Join Dr Guillaume Dumas and CIMTR online for a talk on inter-brain connectivity in music therapy.
Social cognition research faces a fundamental paradox: whether mental state attribution enables social interaction, or interactive experiences scaffold social understanding. Two theoretical approaches – higher-order mentalising versus embodied interaction – have evolved separately with distinct frameworks. Dr Dumas proposes a unifying "social physiology" framework conceptualising human cognition as a multi-scale system bridging biological and social processes.
Through hyperscanning studies, Dr Dumas demonstrates how inter-brain connectivity patterns link individual neural mechanisms with emergent social dynamics – particularly relevant for music-based interactions. This perspective can inform music therapy practices, suggesting mental health conditions be understood as perturbations in coupled individual-social systems.
Dr Guillaume Dumas is Associate Professor of Computational Psychiatry at Université de Montréal and directs the Precision Psychiatry and Social Physiology laboratory at CHU Sainte-Justine Azrieli Research Center and the Mila – Quebec AI Institute.

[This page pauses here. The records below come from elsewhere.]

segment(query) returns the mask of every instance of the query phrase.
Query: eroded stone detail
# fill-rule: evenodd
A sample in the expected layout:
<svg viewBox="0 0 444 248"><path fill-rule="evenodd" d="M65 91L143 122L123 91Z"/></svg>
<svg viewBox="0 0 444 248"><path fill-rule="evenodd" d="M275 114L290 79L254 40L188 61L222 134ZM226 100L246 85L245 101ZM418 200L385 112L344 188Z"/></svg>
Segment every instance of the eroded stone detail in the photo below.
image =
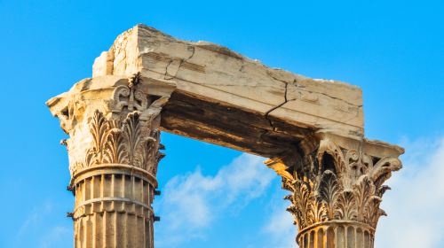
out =
<svg viewBox="0 0 444 248"><path fill-rule="evenodd" d="M75 247L154 247L161 128L273 158L301 247L373 247L383 183L403 150L364 138L359 88L144 25L119 35L92 74L47 102L69 136Z"/></svg>
<svg viewBox="0 0 444 248"><path fill-rule="evenodd" d="M309 241L305 236L320 227L323 233L331 228L336 238L337 227L344 229L344 225L353 227L353 232L359 227L362 235L365 232L373 240L379 217L386 215L379 208L382 196L390 189L384 182L401 168L400 160L370 156L361 146L340 147L330 138L309 137L303 143L308 145L301 147L312 148L294 156L289 167L267 161L281 175L282 188L291 192L285 199L291 202L287 210L298 227L298 244ZM333 247L345 247L337 244Z"/></svg>

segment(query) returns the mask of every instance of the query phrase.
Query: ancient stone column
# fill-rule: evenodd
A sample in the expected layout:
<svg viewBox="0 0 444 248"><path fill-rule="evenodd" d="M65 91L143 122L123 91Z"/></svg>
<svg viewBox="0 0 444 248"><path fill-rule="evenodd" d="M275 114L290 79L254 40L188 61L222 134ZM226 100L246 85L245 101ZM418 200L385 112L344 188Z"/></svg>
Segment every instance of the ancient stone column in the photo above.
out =
<svg viewBox="0 0 444 248"><path fill-rule="evenodd" d="M69 136L75 247L154 247L160 112L172 89L139 74L104 76L48 101Z"/></svg>
<svg viewBox="0 0 444 248"><path fill-rule="evenodd" d="M267 160L291 194L288 211L303 248L371 248L384 185L401 168L403 150L328 133L307 136L294 153Z"/></svg>

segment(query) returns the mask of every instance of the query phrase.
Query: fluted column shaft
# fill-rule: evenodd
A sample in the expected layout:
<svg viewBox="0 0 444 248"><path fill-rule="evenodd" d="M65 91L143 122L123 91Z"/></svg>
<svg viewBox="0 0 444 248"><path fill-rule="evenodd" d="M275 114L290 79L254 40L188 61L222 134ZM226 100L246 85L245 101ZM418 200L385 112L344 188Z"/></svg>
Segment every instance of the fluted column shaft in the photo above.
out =
<svg viewBox="0 0 444 248"><path fill-rule="evenodd" d="M328 221L301 230L297 242L301 248L370 248L375 230L354 221Z"/></svg>
<svg viewBox="0 0 444 248"><path fill-rule="evenodd" d="M101 165L73 181L75 247L154 247L154 178L132 167Z"/></svg>
<svg viewBox="0 0 444 248"><path fill-rule="evenodd" d="M48 104L69 136L68 190L75 248L153 248L160 113L168 81L106 76L75 84Z"/></svg>

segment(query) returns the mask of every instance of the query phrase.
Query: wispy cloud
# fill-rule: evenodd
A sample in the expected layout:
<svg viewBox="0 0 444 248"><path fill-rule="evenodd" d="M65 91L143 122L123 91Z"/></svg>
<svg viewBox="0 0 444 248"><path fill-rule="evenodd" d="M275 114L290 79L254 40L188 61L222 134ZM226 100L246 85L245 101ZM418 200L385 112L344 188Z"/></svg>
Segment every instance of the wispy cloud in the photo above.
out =
<svg viewBox="0 0 444 248"><path fill-rule="evenodd" d="M275 174L263 158L242 154L216 175L194 172L172 178L156 209L163 217L156 227L156 245L172 247L195 238L228 207L242 209L261 196Z"/></svg>
<svg viewBox="0 0 444 248"><path fill-rule="evenodd" d="M263 232L269 235L266 246L274 248L297 248L296 234L297 228L293 225L293 217L285 209L289 205L288 201L276 201L273 206L272 214L266 220Z"/></svg>
<svg viewBox="0 0 444 248"><path fill-rule="evenodd" d="M29 236L36 238L33 247L39 248L60 247L65 240L68 240L67 237L72 240L72 229L48 225L48 219L53 214L54 206L51 201L34 207L17 232L14 247L28 246Z"/></svg>
<svg viewBox="0 0 444 248"><path fill-rule="evenodd" d="M439 248L444 242L444 138L404 142L404 167L387 182L377 247Z"/></svg>

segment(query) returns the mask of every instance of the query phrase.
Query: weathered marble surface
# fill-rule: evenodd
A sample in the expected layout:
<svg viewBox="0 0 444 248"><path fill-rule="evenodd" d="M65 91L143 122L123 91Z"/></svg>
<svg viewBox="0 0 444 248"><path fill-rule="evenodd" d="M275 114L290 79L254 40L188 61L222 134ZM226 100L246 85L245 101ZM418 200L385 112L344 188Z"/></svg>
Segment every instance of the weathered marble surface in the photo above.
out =
<svg viewBox="0 0 444 248"><path fill-rule="evenodd" d="M143 25L46 104L69 136L75 247L154 247L161 130L269 158L301 247L373 247L383 183L404 152L364 137L355 86Z"/></svg>
<svg viewBox="0 0 444 248"><path fill-rule="evenodd" d="M363 136L358 87L269 68L217 44L180 41L138 25L93 66L94 77L138 72L177 85L163 115L166 131L263 156L282 152L276 143L297 142L312 130ZM239 129L218 127L233 121Z"/></svg>

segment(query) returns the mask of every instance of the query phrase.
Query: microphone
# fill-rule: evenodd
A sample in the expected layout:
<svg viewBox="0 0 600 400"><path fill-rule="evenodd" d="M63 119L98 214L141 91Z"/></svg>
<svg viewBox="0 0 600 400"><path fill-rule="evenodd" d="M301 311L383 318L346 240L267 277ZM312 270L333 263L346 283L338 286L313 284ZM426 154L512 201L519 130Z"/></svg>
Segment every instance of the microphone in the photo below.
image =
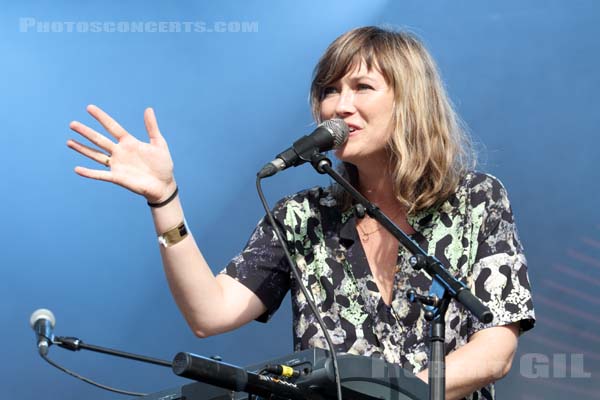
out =
<svg viewBox="0 0 600 400"><path fill-rule="evenodd" d="M52 331L55 323L56 318L54 318L54 314L52 314L52 311L46 310L45 308L35 310L29 318L29 324L35 332L38 351L41 356L48 354L48 347L50 347L52 340L54 339L54 333Z"/></svg>
<svg viewBox="0 0 600 400"><path fill-rule="evenodd" d="M294 142L292 147L279 153L277 157L257 174L260 179L275 175L289 167L296 167L310 161L315 153L329 151L343 145L348 139L348 125L344 120L328 119L317 126L310 135Z"/></svg>

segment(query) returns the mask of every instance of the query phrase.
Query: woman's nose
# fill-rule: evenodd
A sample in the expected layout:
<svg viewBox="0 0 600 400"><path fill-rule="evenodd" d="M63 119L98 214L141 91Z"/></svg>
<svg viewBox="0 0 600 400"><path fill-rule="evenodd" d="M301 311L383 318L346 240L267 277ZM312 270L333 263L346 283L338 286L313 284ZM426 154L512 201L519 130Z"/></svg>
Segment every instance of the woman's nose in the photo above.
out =
<svg viewBox="0 0 600 400"><path fill-rule="evenodd" d="M338 97L338 102L335 107L336 115L344 117L356 112L354 106L354 92L351 90L343 90Z"/></svg>

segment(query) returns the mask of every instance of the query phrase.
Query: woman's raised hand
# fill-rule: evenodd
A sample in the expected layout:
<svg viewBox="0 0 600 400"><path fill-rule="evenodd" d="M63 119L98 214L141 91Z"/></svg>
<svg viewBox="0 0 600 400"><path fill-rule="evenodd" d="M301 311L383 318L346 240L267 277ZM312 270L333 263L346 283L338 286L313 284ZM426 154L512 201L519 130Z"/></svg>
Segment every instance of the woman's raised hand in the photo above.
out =
<svg viewBox="0 0 600 400"><path fill-rule="evenodd" d="M144 112L149 143L142 142L129 134L100 108L90 105L87 111L110 133L116 143L81 122L71 122L69 127L95 144L97 148L86 146L73 139L67 141L67 146L108 168L75 167L75 172L86 178L116 183L144 196L151 203L169 197L176 188L173 161L167 142L158 129L152 108L147 108Z"/></svg>

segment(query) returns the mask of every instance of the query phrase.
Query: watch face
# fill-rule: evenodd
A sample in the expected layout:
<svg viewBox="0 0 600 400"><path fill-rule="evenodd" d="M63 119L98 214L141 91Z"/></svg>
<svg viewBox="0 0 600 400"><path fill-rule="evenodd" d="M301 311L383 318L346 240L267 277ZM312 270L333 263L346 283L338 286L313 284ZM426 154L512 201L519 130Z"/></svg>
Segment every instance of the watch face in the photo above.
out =
<svg viewBox="0 0 600 400"><path fill-rule="evenodd" d="M179 236L187 235L187 226L185 226L185 223L182 222L177 229L179 230Z"/></svg>

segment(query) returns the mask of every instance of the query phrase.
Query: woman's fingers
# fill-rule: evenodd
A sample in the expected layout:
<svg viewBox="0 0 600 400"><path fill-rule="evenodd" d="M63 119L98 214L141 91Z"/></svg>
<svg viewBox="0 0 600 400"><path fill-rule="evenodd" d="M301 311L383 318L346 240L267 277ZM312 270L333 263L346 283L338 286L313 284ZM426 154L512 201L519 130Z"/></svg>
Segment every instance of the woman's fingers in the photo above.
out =
<svg viewBox="0 0 600 400"><path fill-rule="evenodd" d="M106 165L107 167L110 166L110 156L108 154L88 147L72 139L67 141L67 146L102 165Z"/></svg>
<svg viewBox="0 0 600 400"><path fill-rule="evenodd" d="M96 146L100 147L103 150L106 150L109 153L113 152L113 148L115 144L108 139L106 136L101 135L96 132L89 126L86 126L78 121L73 121L69 124L69 128L73 131L79 133L81 136L94 143Z"/></svg>
<svg viewBox="0 0 600 400"><path fill-rule="evenodd" d="M113 177L110 171L100 171L97 169L90 169L85 167L75 167L75 172L86 178L96 179L99 181L112 182Z"/></svg>
<svg viewBox="0 0 600 400"><path fill-rule="evenodd" d="M121 140L121 138L128 135L127 131L117 121L112 119L110 115L102 111L100 107L90 104L87 106L87 112L100 122L104 129L113 135L115 139Z"/></svg>
<svg viewBox="0 0 600 400"><path fill-rule="evenodd" d="M154 114L154 110L150 107L146 108L144 111L144 123L146 124L146 131L148 131L150 143L154 143L156 139L162 138L160 130L158 129L156 115Z"/></svg>

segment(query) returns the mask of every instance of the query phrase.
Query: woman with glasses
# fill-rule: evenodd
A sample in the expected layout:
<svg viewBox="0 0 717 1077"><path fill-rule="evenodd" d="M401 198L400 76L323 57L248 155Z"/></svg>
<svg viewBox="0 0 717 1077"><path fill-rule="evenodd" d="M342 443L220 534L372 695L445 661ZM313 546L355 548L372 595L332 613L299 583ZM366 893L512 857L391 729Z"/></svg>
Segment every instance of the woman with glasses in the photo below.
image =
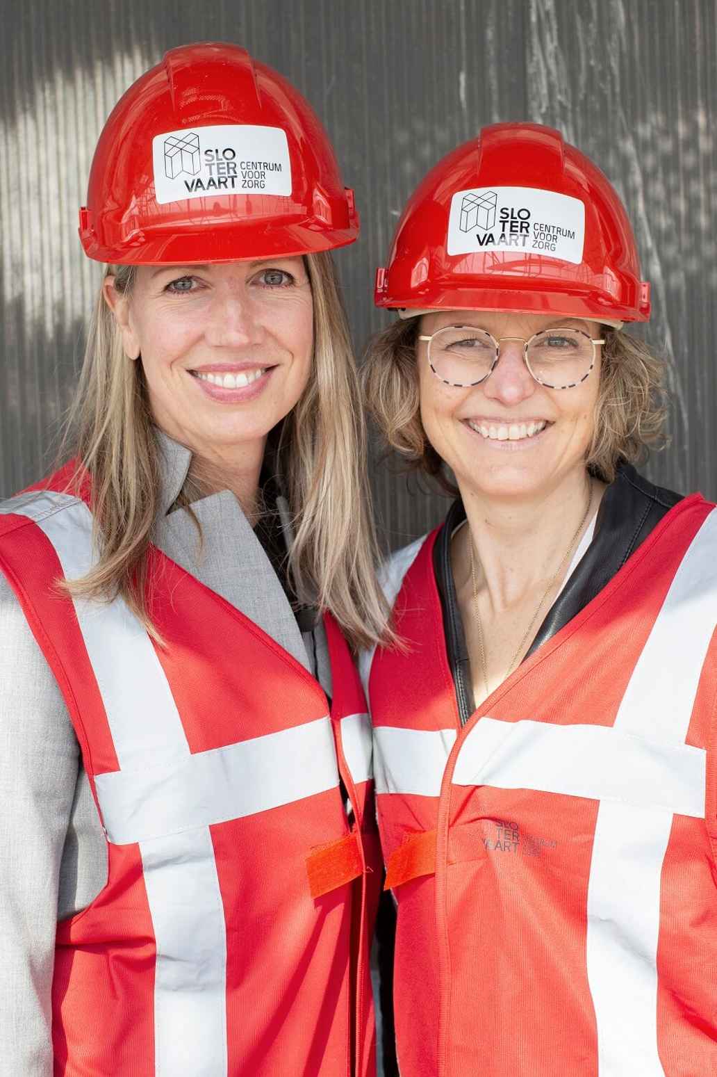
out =
<svg viewBox="0 0 717 1077"><path fill-rule="evenodd" d="M558 131L486 128L377 304L369 406L458 494L364 663L402 1077L717 1072L717 514L634 467L662 365L624 210Z"/></svg>

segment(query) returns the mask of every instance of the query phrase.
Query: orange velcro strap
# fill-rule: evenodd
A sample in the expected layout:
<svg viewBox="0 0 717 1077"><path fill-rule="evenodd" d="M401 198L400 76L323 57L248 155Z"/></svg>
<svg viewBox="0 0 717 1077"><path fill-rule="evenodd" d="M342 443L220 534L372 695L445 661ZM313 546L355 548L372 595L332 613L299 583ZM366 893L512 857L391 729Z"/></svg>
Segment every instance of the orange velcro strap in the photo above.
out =
<svg viewBox="0 0 717 1077"><path fill-rule="evenodd" d="M364 866L356 834L312 849L306 858L311 897L321 897L363 875Z"/></svg>
<svg viewBox="0 0 717 1077"><path fill-rule="evenodd" d="M436 831L419 830L410 834L403 844L391 853L385 871L384 890L394 890L422 875L436 870Z"/></svg>

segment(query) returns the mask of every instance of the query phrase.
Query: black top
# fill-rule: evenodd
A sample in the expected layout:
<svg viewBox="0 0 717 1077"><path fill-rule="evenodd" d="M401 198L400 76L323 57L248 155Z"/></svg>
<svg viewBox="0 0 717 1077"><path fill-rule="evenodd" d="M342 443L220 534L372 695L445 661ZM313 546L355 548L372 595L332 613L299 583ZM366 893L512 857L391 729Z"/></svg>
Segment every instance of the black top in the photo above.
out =
<svg viewBox="0 0 717 1077"><path fill-rule="evenodd" d="M653 486L630 464L620 466L617 478L603 495L593 540L540 625L525 658L559 632L602 591L665 513L681 500L681 494ZM451 571L450 542L455 528L464 519L465 509L459 498L448 512L433 553L444 613L446 649L462 725L468 721L475 707L468 652Z"/></svg>
<svg viewBox="0 0 717 1077"><path fill-rule="evenodd" d="M609 584L616 572L647 538L665 513L681 500L681 494L653 486L629 464L620 466L617 478L603 495L593 540L540 625L528 655L533 654L540 644L560 631ZM465 509L459 499L448 512L433 553L436 584L444 615L446 651L453 674L462 725L468 721L475 707L468 652L451 571L450 541L455 528L464 519ZM392 1011L394 939L395 908L391 896L384 894L377 923L377 963L380 973L383 1018L381 1046L385 1077L398 1075Z"/></svg>

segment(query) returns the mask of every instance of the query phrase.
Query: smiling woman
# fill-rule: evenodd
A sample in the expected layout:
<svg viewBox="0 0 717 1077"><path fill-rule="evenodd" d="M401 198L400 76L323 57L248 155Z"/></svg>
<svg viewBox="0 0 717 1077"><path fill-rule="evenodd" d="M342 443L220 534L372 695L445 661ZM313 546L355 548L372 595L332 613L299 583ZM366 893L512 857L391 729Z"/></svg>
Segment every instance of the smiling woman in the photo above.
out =
<svg viewBox="0 0 717 1077"><path fill-rule="evenodd" d="M558 131L488 127L376 299L369 407L459 495L364 659L402 1077L716 1072L717 512L632 466L664 412L624 210Z"/></svg>
<svg viewBox="0 0 717 1077"><path fill-rule="evenodd" d="M236 46L168 53L100 137L71 458L0 505L13 1074L375 1072L357 228L317 116Z"/></svg>

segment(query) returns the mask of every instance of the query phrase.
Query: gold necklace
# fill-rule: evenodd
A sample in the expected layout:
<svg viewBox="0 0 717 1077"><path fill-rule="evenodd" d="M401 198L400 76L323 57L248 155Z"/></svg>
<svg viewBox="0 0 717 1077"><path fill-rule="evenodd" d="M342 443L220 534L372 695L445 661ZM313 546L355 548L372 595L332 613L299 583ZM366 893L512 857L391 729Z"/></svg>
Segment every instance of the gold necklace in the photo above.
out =
<svg viewBox="0 0 717 1077"><path fill-rule="evenodd" d="M531 623L528 626L528 628L525 629L525 631L524 631L524 633L522 635L522 639L521 639L520 643L518 644L516 653L515 653L515 655L512 656L512 658L510 660L510 665L508 666L507 670L505 671L505 673L503 674L503 676L501 679L501 684L503 683L503 681L505 681L507 677L510 676L510 674L512 673L514 669L516 668L516 666L518 663L518 658L520 657L520 654L521 654L521 652L522 652L525 643L528 642L528 639L529 639L529 637L531 634L531 631L532 631L532 629L533 629L533 627L535 625L535 621L537 620L538 614L540 613L540 610L543 609L548 595L550 593L550 591L554 587L558 578L560 577L560 574L561 574L561 572L563 570L563 565L565 564L565 562L567 561L570 555L572 554L573 547L575 546L575 543L577 542L578 535L582 531L582 528L585 527L585 524L586 524L586 522L588 520L588 515L590 513L590 506L591 505L592 505L592 484L590 484L590 489L589 489L589 494L588 494L588 504L586 505L585 513L582 514L582 519L578 523L577 531L575 532L575 534L571 538L570 545L568 545L567 549L565 550L565 553L563 554L563 557L562 557L562 560L561 560L560 564L558 565L558 570L556 571L554 575L550 578L550 583L546 587L545 593L543 595L543 598L540 599L540 601L538 602L537 606L535 607L535 613L533 614L533 616L531 618ZM470 534L470 527L469 526L468 526L468 534ZM472 534L470 534L470 578L473 581L473 605L474 605L474 610L476 611L476 625L478 627L478 648L479 648L479 652L480 652L480 666L481 666L481 670L482 670L482 673L483 673L483 687L486 688L486 698L488 698L490 696L490 690L488 688L488 662L486 661L486 645L483 643L483 626L482 626L482 621L480 619L480 611L478 609L478 579L476 577L475 543L473 541L473 535Z"/></svg>

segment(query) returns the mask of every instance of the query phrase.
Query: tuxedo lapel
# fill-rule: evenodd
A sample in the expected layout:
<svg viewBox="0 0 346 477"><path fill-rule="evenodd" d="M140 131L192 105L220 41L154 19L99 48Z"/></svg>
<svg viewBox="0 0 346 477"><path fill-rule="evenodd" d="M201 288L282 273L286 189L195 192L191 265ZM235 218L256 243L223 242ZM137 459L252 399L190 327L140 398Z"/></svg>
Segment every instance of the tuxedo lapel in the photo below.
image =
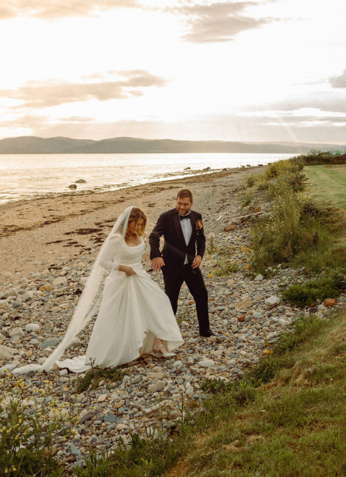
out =
<svg viewBox="0 0 346 477"><path fill-rule="evenodd" d="M181 228L181 225L180 225L180 220L179 218L179 216L177 214L174 213L173 213L173 216L174 217L174 223L175 226L175 231L176 232L176 235L179 237L179 240L181 240L181 242L184 244L185 238L184 237L184 234L182 233L182 229Z"/></svg>
<svg viewBox="0 0 346 477"><path fill-rule="evenodd" d="M194 217L192 211L190 213L190 217L191 217L191 224L192 226L192 231L191 232L191 237L190 237L190 241L188 243L188 246L191 243L193 243L194 241L196 241L196 236L195 235L196 233L196 219Z"/></svg>

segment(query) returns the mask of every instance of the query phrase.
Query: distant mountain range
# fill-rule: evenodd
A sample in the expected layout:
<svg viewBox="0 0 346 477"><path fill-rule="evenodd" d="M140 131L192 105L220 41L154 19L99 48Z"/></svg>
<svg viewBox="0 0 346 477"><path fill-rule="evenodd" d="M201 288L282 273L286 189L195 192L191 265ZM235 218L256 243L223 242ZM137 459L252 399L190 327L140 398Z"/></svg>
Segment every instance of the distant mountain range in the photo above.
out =
<svg viewBox="0 0 346 477"><path fill-rule="evenodd" d="M70 137L23 136L0 140L0 154L50 154L173 153L262 153L305 154L310 149L328 151L346 149L346 144L313 144L285 141L235 142L226 141L177 141L113 137L93 141Z"/></svg>

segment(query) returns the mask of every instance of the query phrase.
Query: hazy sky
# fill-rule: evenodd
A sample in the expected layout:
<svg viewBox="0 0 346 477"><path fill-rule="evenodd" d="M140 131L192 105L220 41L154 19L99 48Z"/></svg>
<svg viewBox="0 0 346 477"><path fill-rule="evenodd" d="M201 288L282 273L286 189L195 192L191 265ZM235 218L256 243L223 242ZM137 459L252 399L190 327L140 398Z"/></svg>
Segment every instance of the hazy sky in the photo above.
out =
<svg viewBox="0 0 346 477"><path fill-rule="evenodd" d="M346 143L345 0L6 0L0 138Z"/></svg>

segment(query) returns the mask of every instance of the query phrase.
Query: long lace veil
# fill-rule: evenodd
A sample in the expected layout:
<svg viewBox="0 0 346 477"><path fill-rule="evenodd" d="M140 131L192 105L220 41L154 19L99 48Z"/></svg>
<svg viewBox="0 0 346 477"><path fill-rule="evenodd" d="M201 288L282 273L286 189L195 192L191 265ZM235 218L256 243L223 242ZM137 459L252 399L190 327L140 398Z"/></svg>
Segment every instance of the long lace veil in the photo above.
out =
<svg viewBox="0 0 346 477"><path fill-rule="evenodd" d="M123 212L100 249L62 340L43 364L27 364L16 368L12 371L13 375L25 374L31 371L48 371L63 354L76 336L97 312L102 299L103 279L105 274L106 274L105 269L100 265L103 250L114 234L120 234L125 240L129 218L132 208L132 206L128 207ZM113 260L115 262L117 262L116 254Z"/></svg>

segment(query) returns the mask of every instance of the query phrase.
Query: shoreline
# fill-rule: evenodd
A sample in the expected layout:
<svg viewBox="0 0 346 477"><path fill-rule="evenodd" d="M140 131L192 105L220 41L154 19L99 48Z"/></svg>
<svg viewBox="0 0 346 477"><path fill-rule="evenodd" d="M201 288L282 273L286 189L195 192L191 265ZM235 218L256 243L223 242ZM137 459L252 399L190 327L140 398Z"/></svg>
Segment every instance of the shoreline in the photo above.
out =
<svg viewBox="0 0 346 477"><path fill-rule="evenodd" d="M205 197L213 197L215 188L237 189L245 175L264 167L236 168L111 192L72 193L0 205L0 283L11 281L14 275L20 277L39 271L59 258L70 260L83 252L89 253L95 243L102 243L119 214L130 205L145 211L149 233L159 215L174 207L180 189L192 190L194 208L203 214L200 198L203 202Z"/></svg>
<svg viewBox="0 0 346 477"><path fill-rule="evenodd" d="M257 166L250 166L251 167L256 167ZM244 166L245 167L245 166ZM57 198L60 197L74 197L75 196L78 195L89 195L90 194L104 194L107 192L114 192L116 191L119 191L121 190L124 190L125 189L132 188L132 187L144 187L147 184L154 184L157 182L162 182L167 181L171 181L172 180L183 180L185 178L193 177L195 176L199 175L205 175L206 174L210 174L215 173L218 173L220 172L223 172L226 170L229 171L231 169L244 169L244 167L242 168L227 168L223 169L212 169L210 171L207 171L206 170L191 170L190 171L188 171L185 174L183 173L183 171L180 171L176 173L173 173L172 174L169 174L168 173L166 174L166 175L168 175L168 178L165 177L159 177L157 179L153 179L150 180L149 182L144 182L142 184L138 184L136 185L126 185L123 186L120 186L117 188L112 188L110 186L109 188L107 188L104 186L97 186L94 187L92 189L71 189L68 190L64 190L61 192L46 192L43 193L42 195L38 195L36 197L33 196L32 197L22 197L18 199L15 199L13 200L9 200L6 202L2 202L0 201L0 212L1 208L2 207L5 206L9 204L16 204L22 202L28 202L34 200L40 200L41 199L56 199ZM73 182L73 183L75 184L76 182ZM68 189L68 187L66 187L66 189Z"/></svg>

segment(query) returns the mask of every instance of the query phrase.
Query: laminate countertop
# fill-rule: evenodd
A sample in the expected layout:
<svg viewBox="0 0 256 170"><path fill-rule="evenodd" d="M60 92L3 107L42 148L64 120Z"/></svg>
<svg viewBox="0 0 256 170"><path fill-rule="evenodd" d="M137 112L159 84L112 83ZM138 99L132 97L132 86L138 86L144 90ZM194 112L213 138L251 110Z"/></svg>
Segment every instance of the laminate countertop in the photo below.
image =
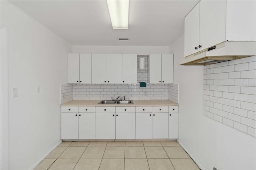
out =
<svg viewBox="0 0 256 170"><path fill-rule="evenodd" d="M73 100L60 104L67 106L178 106L169 100L132 100L133 104L98 104L101 100Z"/></svg>

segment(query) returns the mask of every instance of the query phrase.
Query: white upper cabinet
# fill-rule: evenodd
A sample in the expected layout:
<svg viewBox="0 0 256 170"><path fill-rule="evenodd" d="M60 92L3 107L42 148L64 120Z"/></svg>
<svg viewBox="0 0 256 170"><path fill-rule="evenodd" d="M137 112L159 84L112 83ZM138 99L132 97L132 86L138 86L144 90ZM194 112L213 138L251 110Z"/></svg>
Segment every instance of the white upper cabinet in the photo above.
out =
<svg viewBox="0 0 256 170"><path fill-rule="evenodd" d="M92 55L68 54L67 83L92 83Z"/></svg>
<svg viewBox="0 0 256 170"><path fill-rule="evenodd" d="M79 54L68 54L67 57L67 82L79 83Z"/></svg>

Recognised as a Global Scholar by the Canadian Institute for Advanced Research and a Future Leader in Canadian Brain Research by the Brain Canada Foundation, Dr Dumas bridges scientific research and societal impact through his advisory work on national AI strategies and his contributions as an invited expert at the United Nations.
This event is part of the CIMTR Public Lecture Series 2024-25.